Draußen donnert es. „Das ist nicht gut, oder?", brülle ich gegen die Windböe, die plötzlich durch das Museum schießt.

Jessie antwortet nicht, aber ser hat die Lippen trotzig zusammengepresst und blickt unverwandt auf den soeben befreiten Djinn. „Jessie!", rufe ich. „Was passiert hier?"

Ob ser mich weiterhin ignoriert oder doch noch geantwortet hätte, werde ich wohl nie erfahren, denn in diesem Moment erhebt sich ein Lachen von Horion, das mir die Haare zu Berge stehen lässt. Es ist schrill und steigert sich von einem normalen Klang hinauf bis in irre Höhen, in denen es sich auch um die Schreie von Vögeln handeln könnte. Von dort aus sackt es ab in die Tiefen, wie man sie höchstens aus schlecht gemachten Horrorfilmen kennt.

Ein erneuter Windstoß fegt Jessie, Kat und mich von den Füßen. Mehr oder weniger sanft landen wir alle anderthalb Meter weiter hinten, der Wind kommt urplötzlich zum Erliegen.

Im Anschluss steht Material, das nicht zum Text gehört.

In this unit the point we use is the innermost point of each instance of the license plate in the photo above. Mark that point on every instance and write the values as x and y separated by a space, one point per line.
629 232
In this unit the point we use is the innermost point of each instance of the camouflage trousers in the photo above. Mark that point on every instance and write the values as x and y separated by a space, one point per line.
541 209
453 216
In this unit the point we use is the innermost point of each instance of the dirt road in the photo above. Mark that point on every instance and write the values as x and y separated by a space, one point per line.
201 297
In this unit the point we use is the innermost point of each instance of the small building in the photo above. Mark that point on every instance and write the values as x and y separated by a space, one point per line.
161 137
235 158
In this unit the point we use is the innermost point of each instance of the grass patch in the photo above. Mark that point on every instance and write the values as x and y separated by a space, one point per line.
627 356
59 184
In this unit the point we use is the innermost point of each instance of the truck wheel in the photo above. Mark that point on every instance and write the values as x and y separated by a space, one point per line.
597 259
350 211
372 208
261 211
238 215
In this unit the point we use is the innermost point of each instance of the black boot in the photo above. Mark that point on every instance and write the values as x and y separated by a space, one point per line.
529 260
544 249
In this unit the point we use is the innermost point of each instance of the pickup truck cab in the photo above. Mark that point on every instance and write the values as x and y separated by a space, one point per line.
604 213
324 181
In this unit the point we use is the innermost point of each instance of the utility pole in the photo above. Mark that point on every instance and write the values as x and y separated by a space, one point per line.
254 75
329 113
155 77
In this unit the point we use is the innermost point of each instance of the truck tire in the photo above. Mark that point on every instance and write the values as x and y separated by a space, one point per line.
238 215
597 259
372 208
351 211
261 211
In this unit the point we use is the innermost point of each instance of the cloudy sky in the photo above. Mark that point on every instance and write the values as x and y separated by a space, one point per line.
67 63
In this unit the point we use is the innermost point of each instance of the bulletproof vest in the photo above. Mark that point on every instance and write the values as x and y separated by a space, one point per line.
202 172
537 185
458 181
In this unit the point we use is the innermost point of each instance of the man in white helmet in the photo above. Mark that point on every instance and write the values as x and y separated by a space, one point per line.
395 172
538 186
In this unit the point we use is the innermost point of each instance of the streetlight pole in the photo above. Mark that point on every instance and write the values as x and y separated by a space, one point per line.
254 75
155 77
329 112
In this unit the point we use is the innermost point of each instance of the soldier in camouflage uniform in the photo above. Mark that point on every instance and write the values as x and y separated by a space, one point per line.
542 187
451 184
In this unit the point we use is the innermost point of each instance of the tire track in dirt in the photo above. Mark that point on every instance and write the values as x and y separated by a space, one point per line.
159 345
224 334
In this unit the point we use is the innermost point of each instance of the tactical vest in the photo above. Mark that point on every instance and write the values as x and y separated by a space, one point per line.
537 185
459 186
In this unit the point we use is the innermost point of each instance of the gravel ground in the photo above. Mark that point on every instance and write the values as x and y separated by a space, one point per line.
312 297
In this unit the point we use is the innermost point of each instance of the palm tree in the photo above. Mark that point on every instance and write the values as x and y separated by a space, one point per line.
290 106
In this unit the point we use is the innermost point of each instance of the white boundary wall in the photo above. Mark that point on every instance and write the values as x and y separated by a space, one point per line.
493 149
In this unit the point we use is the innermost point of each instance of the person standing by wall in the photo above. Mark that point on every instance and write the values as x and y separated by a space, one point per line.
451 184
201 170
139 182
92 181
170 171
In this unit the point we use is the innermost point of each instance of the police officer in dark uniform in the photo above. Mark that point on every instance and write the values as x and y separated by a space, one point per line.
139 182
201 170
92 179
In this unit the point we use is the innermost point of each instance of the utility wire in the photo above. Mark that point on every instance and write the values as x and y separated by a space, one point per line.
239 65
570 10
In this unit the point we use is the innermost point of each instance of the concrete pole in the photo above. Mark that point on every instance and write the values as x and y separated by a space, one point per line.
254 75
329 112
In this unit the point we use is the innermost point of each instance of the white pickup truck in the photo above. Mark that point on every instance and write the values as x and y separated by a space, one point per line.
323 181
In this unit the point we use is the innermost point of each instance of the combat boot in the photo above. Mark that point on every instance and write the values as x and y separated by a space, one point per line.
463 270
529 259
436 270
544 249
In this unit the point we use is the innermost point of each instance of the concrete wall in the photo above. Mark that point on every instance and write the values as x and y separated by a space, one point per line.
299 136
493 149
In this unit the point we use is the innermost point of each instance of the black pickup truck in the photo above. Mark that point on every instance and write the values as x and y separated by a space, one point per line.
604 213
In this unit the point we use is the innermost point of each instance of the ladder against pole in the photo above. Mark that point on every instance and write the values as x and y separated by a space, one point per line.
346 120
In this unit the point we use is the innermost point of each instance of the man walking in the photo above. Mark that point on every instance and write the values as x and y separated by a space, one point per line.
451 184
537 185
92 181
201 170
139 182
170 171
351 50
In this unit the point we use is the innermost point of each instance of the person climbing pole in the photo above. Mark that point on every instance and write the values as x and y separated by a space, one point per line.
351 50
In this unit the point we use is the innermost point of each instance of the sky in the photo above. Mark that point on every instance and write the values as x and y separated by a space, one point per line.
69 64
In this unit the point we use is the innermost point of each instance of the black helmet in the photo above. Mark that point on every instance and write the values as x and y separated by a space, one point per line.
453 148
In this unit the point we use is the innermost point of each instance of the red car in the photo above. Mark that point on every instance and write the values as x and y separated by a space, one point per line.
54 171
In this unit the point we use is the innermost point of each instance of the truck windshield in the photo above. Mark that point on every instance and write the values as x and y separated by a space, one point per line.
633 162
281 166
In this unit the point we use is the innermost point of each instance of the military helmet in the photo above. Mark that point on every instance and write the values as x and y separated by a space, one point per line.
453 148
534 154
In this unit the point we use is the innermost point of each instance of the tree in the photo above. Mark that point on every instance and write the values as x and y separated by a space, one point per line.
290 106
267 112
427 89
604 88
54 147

Als wir uns mit unterschiedlichen Graden an Geschicklichkeit wieder auf die Füße kämpfen, ist Horion verschwunden. Nur noch die Ahnung eines Glitzerns hängt in der Luft, ähnlich dem Funkeln eines Schneefeldes, wenn der Wind darüber geblasen hat.

„Ich glaube euch", sagt Kat schwach.

„Wirklich", erwidere ich trocken, aber das Lächeln, auf das ich eigentlich abgezielt habe, will nicht auf mein Gesicht kommen.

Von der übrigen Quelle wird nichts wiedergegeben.